Where the fuck does this meme of "fundamental type mismatches come up all the time in ordinary code" come from? What kind of defective system are people writing where it's normal for strings and numbers to be interpreted relationally (even accidentally)?
It sounds like the author is trying to demonstrate the significance of things like syntax transformations and format conversions (like transforming an email address to a mailto link), but that's nothing like "multiplying sevens and cats". It's manipulating things that aren't inherently incompatible - if anything, it's multiplying sevens and "7"s.
All these batshit insane contrived examples in asides like http://www.bloomberg.com/graphics/2015-paul-ford-what-is-cod... do is make code seem less accessible and comprehensible to anybody who isn't already intimately familiar with what's safe to interpret as sarcasm or hyperbole and what's not, which goes exactly contrary to the stated thesis of the article.

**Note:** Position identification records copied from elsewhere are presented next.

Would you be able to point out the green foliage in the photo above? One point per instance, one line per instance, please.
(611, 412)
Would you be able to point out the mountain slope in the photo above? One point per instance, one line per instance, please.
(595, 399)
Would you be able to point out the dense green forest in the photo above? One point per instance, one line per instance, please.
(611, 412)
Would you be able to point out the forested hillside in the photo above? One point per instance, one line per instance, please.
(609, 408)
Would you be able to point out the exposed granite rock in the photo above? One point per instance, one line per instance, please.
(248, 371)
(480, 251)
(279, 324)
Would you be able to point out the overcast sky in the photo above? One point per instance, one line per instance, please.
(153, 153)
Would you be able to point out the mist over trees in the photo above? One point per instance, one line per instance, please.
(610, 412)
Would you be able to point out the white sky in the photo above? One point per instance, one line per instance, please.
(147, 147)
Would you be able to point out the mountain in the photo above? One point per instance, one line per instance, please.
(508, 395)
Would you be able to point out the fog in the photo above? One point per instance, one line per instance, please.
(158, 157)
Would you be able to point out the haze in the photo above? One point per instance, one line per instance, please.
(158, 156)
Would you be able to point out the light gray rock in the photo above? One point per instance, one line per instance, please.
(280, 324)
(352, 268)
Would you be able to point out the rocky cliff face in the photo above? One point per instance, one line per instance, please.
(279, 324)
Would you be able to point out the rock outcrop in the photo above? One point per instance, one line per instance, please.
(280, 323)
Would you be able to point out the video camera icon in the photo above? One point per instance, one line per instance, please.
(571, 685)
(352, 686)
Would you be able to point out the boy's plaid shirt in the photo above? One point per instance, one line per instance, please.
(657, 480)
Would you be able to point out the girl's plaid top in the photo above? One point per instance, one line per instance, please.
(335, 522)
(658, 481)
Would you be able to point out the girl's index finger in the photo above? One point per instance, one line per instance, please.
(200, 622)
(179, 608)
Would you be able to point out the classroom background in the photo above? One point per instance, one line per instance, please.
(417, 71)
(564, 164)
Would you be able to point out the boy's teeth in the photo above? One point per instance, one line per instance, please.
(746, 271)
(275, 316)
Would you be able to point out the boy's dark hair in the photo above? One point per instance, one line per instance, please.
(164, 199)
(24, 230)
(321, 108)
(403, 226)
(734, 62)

It can happen accidentally quite easily. Someone new to a codebase starts hacking in a feature and mistypes a variable as 'value' instead of 'values'. They fail to realize there's already a 'value' variable in the global namespace (perhaps it's a gigantic spaghetti code mess of a file). They don't have good test cases that exercise this exact line and fail to see the bug. Code ships to production, three months later the line runs and explodes.
Your example is quite good, although there are far more bulletproof ways than exhaustive test cases to make sure this doesn't happen.
On the web it's sort of all strings, so it's not hard to be in a situation where you have "length=7" & "cat=tabby" and get into a problem. Beyond that, many developers are in the habit of using primitives for everything, which makes these sorts of errors much more common.
Yes, it's possible to have strings for two different things. In what world are those strings going to be cross-evaluated?